Emily Weaver of Batesville, AR, was once sentenced to hang for being a Confederate spy. The Weaver family had divided loyalties, the father serving as a Union soldier and three sons as Confederate soldiers. In 1864, Weaver was travelling with companions to Memphis but was re-routed through St. Louis when she became entangled in a legal web. She was arrested, charged by the Union as a spy, and sentenced to hang. However, she and her cellmate escaped and the case was eventually dismissed for lack of evidence. Weaver returned to Batesville, married Isaac Newton Reed, and had twelve children. She is buried in Oaklawn Cemetery.

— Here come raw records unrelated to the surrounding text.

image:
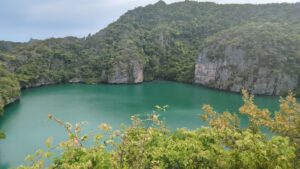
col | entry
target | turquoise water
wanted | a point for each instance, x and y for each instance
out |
(27, 126)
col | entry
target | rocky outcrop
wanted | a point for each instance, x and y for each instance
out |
(234, 71)
(131, 72)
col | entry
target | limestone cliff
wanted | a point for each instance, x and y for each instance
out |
(235, 71)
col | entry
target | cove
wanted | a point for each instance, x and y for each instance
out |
(27, 126)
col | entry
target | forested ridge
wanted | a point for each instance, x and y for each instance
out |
(163, 41)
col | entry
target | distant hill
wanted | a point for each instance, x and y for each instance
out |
(169, 42)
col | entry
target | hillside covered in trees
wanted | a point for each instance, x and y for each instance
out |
(165, 41)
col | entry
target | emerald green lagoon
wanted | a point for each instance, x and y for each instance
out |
(27, 126)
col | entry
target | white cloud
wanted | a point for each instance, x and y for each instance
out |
(22, 19)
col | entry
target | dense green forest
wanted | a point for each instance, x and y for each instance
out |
(166, 40)
(147, 143)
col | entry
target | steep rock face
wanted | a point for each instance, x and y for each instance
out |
(234, 71)
(131, 72)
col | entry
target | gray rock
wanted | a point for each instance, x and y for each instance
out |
(234, 71)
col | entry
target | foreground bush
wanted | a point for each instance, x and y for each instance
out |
(147, 143)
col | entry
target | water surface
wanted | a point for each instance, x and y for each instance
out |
(27, 126)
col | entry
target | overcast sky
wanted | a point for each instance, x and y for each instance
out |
(21, 20)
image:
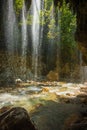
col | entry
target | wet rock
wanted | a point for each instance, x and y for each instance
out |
(52, 76)
(16, 119)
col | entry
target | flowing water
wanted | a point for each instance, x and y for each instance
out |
(24, 31)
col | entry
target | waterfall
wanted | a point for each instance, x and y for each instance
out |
(10, 27)
(24, 30)
(24, 42)
(36, 6)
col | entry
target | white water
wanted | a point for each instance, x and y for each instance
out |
(36, 6)
(10, 27)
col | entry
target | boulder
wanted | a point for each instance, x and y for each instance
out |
(16, 119)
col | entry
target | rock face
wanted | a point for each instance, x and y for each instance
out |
(16, 119)
(80, 7)
(81, 32)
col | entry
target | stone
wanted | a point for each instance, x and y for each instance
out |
(53, 76)
(16, 118)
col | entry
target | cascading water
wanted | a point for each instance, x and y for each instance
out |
(24, 30)
(36, 6)
(10, 27)
(24, 42)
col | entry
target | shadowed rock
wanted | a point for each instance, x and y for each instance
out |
(16, 119)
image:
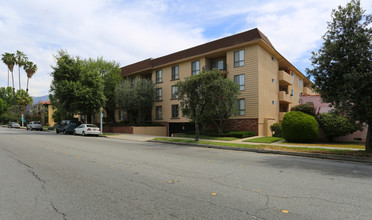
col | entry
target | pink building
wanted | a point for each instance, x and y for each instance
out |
(323, 107)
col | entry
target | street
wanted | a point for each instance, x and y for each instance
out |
(48, 176)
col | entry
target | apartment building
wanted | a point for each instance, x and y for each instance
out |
(269, 84)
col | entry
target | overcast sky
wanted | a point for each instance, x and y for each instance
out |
(130, 31)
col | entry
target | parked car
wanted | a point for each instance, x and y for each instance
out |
(34, 125)
(14, 125)
(67, 126)
(87, 129)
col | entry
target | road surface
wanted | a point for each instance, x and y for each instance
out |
(49, 176)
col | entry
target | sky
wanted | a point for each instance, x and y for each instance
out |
(131, 31)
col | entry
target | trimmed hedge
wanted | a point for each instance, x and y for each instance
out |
(307, 108)
(299, 127)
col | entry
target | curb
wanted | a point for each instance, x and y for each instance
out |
(300, 154)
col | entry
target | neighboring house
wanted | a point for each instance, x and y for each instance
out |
(323, 107)
(48, 119)
(269, 84)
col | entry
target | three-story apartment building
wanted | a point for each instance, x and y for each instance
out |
(269, 84)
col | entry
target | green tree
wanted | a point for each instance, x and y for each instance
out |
(76, 88)
(110, 72)
(10, 60)
(137, 97)
(201, 94)
(342, 67)
(21, 61)
(335, 125)
(30, 68)
(222, 101)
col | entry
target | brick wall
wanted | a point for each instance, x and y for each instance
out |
(248, 124)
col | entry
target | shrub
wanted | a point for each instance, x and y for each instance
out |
(307, 108)
(335, 125)
(276, 128)
(299, 127)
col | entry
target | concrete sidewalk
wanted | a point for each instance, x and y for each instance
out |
(136, 137)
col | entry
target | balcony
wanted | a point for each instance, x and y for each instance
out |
(284, 97)
(284, 78)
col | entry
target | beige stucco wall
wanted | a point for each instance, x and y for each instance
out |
(268, 84)
(150, 130)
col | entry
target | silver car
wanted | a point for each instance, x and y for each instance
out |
(34, 125)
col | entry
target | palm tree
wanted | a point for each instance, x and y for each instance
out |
(30, 68)
(10, 60)
(21, 60)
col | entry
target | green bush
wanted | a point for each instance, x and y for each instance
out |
(276, 128)
(335, 125)
(299, 127)
(307, 108)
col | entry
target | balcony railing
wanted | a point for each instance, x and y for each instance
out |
(284, 97)
(284, 78)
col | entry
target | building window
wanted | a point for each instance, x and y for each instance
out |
(175, 73)
(292, 74)
(175, 111)
(195, 67)
(241, 107)
(158, 113)
(159, 76)
(158, 94)
(174, 92)
(239, 58)
(239, 80)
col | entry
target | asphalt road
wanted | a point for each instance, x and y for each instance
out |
(49, 176)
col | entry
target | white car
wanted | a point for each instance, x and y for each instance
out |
(87, 129)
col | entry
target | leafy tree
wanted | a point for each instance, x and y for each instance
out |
(222, 101)
(110, 72)
(335, 125)
(76, 87)
(342, 68)
(10, 60)
(21, 61)
(136, 98)
(30, 68)
(204, 93)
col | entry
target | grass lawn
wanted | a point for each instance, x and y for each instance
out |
(207, 137)
(354, 145)
(264, 140)
(273, 147)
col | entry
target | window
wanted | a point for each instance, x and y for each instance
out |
(239, 80)
(159, 76)
(241, 107)
(158, 113)
(239, 58)
(175, 73)
(158, 94)
(195, 67)
(292, 74)
(174, 111)
(174, 92)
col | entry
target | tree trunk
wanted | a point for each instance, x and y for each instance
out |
(369, 138)
(196, 130)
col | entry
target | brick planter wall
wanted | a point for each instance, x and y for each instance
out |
(246, 124)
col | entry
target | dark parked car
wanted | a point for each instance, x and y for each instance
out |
(14, 125)
(34, 125)
(67, 126)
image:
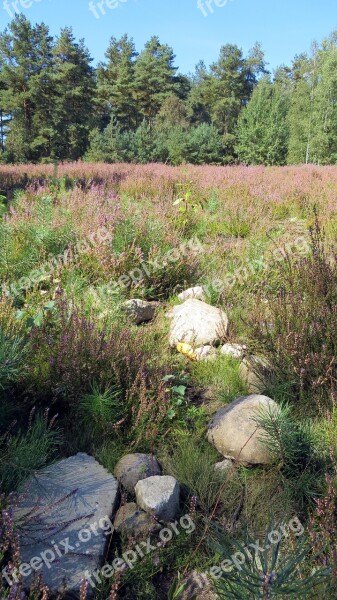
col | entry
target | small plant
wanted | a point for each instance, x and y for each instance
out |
(192, 463)
(23, 453)
(276, 570)
(12, 358)
(102, 409)
(298, 333)
(292, 447)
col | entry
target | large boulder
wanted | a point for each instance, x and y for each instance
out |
(235, 434)
(159, 496)
(134, 467)
(205, 353)
(64, 521)
(234, 350)
(197, 323)
(132, 521)
(195, 292)
(140, 311)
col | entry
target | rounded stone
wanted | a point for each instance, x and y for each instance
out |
(134, 467)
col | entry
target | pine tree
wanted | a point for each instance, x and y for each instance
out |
(154, 77)
(115, 83)
(74, 85)
(324, 118)
(301, 109)
(262, 127)
(25, 64)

Photo 1: On the photo it very faintly says, “Mrs. F. P. Albright, Batesville, Ark.” Standing, left to right: Rena Fraley, Winnie Reed, Jessie Fraley Rosebrough, Susie Butler Lawrence, Lulu Fitzhugh Hail, Mr. Weed, E. M. Dickinson, J. (Mrs. E. M. ) Dickinson, Ida Pickett Ferrill, Mrs. Frank Martin, Nona Yancey, Boleyn Pickett Hardy, Emma Coleman. In chairs, left to right: Allie Young, Maria Ramsey Albright, Sophia Hynson Lawrence, Sarah Byers Dickinson, Emily Weaver Reed, Mrs. Dunnington, Mrs. Allie Ruddell. On ground, left to right: Amy Ferrill, Helen Albright, Emma Stinson, John Ferrill, Stella Hardy. Williams, Mabel Padgett Sloan
Photo 2: Painting of the Reed-Kennerly House on the corner of 6th and Main streets in Batesville. The house dated from the late 1840s and was built by David C. Montgomery. It was purchased from him by Emily Reed, wife of I.M. Reed, a prominent merchant. Their daughter married H.M. Kennerly, a banker in Batsville. The Kennerlys lived their lives in this home until 1972, when it was razed and a furniture business was built on the lot. Later it became First Baptist Church’s Annex.